L'histoire de l'édition israélienne est aussi compliquée et le livre ne s'est pas très bien vendu car, selon Spiegelman, "le livre ne place pas Israël comme la fin heureuse de l'Holocauste , contrairement à, disons, La liste de Schindler. C'est, pour le moins, l'Holocauste vue par un diasporiste". L'auteur a dû en outre adapter un dessin où il représente Pesach Spiegelman, l'un des membres de sa famille considéré par son père comme un collaborateur, avec un képi de policier allemand car les héritiers menaçaient de l'attaquer pour diffamation.
Une traduction en berlinois branché
En Allemagne aussi la publication est compliquée.
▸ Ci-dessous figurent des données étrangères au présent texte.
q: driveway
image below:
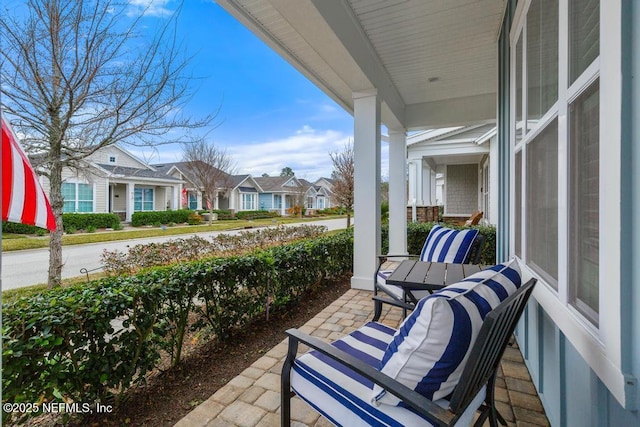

C'est au départ l'éditeur de Crumb (Zweitausendeins) qui s'y intéresse, mais Art Spiegelman se heurte à un problème de traduction. Spiegelman a beaucoup travaillé pour rendre le caractère cahotant de la langue de Vladek. Or, l'éditeur le traduit en un berlinois branché, car il craint qu'une version germanisée du yiddish soit perçue comme antisémite. L'auteur confiera alors ses droits à Rowohlt qui, lui, se heurtera à un problème de couverture. Par contrat, elle devait être identique dans tous les pays. Mais elle représente une croix gammée, une image interdite par la loi allemande sauf pour les travaux historiques sérieux. L'éditeur Michael Naumann réussit cependant à obtenir une dérogation. Art Spiegelman se souvient de la Foire de Francfort en 1987, au moment de la sortie du livre. Un journaliste lui aurait lancé : "Vous ne trouvez pas qu'une BD sur Auschwitz c'est de mauvais goût ?" Et il aurait répondu : "Non, en revanche j'ai trouvé Auschwitz de mauvais goût."